Validation matters

When I write HTML code I want to check if I made any mistakes. Same thing if I use an application or a CMS that outputs HTML code. So I use validation as a tool to check the HTML code for errors. If there are any I want to find them and fix them if I can.

Even though I think it is a very important part of developing websites, validation in itself is not the goal. Validation is a tool to help you produce well-formed markup that is universally parsable and hopefully understandable and maintainable by other developers.

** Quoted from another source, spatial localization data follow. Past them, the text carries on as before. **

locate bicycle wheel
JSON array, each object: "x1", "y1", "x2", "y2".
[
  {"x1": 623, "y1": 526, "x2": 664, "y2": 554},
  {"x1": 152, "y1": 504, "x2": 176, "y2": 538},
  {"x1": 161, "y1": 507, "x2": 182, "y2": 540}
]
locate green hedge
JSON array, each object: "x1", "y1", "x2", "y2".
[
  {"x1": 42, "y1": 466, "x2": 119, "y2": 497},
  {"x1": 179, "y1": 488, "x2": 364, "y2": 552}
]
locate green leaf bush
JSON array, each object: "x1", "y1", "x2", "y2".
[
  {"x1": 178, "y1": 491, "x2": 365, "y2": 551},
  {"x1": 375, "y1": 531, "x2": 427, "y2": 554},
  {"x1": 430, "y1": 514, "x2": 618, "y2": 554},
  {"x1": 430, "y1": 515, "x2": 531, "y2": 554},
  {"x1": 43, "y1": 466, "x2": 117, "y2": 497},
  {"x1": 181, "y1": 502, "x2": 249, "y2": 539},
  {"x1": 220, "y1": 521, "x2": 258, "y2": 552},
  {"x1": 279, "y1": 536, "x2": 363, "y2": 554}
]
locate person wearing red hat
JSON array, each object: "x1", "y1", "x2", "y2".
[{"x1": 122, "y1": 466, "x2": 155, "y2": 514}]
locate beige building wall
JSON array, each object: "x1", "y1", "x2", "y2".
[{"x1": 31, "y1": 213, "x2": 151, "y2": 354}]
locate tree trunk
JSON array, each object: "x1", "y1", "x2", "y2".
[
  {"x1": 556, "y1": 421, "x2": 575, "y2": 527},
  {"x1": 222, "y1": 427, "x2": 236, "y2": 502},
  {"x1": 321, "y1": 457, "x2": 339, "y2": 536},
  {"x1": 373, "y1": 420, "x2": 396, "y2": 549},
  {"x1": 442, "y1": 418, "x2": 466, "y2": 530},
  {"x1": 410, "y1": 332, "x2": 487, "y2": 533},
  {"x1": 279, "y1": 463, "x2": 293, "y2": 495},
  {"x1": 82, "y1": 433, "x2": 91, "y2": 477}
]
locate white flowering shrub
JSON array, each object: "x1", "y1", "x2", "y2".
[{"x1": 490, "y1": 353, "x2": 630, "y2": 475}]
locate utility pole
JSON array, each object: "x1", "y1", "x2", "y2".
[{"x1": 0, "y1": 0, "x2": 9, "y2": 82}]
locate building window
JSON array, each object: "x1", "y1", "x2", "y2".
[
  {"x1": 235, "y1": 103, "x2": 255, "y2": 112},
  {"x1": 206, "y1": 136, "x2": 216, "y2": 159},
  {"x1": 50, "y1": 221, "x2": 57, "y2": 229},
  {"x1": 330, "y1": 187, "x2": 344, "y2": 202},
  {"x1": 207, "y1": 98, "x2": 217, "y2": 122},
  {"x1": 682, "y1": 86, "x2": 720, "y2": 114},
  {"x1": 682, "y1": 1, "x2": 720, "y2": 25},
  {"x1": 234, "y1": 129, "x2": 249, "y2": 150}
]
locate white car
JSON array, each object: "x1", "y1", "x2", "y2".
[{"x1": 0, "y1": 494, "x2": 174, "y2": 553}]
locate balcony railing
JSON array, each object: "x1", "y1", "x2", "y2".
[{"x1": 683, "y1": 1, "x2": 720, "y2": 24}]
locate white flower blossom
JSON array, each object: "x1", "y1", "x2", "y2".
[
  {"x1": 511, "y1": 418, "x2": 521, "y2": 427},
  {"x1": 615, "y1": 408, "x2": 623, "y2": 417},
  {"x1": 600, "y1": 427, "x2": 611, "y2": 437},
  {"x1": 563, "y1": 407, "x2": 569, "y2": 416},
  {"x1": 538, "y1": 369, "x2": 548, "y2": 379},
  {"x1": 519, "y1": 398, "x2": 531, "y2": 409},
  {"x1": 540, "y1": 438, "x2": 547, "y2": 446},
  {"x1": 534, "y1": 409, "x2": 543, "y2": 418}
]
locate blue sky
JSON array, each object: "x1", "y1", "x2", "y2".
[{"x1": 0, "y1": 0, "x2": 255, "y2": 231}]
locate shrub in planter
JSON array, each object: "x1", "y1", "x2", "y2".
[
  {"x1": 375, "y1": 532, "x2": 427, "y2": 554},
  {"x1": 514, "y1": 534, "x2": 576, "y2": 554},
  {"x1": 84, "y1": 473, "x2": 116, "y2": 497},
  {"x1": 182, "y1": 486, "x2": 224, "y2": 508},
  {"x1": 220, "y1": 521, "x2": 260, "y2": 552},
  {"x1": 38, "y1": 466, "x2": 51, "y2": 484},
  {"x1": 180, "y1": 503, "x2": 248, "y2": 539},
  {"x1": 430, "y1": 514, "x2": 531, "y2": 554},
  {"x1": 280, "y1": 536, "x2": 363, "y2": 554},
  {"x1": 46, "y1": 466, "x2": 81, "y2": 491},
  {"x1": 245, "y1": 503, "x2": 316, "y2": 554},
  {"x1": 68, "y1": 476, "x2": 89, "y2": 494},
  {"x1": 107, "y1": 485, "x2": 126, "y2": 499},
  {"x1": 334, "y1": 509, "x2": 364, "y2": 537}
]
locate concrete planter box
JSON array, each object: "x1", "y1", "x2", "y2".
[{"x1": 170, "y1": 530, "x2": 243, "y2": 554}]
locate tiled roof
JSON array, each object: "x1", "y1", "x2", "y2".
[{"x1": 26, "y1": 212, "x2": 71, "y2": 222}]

When you strive to keep all validation errors out of your HTML, the validation tool becomes much quicker and easier to use – if it flags an error you immediately know that it is something you need to fix. You don’t have to manually check if it is on your own list of “allowed errors” or if it is a real error like a typo, a misnested tag, a forgotten end tag or a forgotten alt attribute.

Web browsers are forced by the zillions of web pages that are filled with junk HTML to be very forgiving when it comes to invalid HTML, so many kinds of validation errors do not affect the end result at all. But in almost all cases neither does correcting those errors, so there is no point in not doing so.

I can think of two valid (haha) use cases for invalid markup:

  • Improving accessibility, for example by using WAI-ARIA attributes in HTML 4.01 or XHTML 1.0
  • When you are right and the validator is wrong (i.e. has a bug)

Writing invalid HTML just because you can is not one.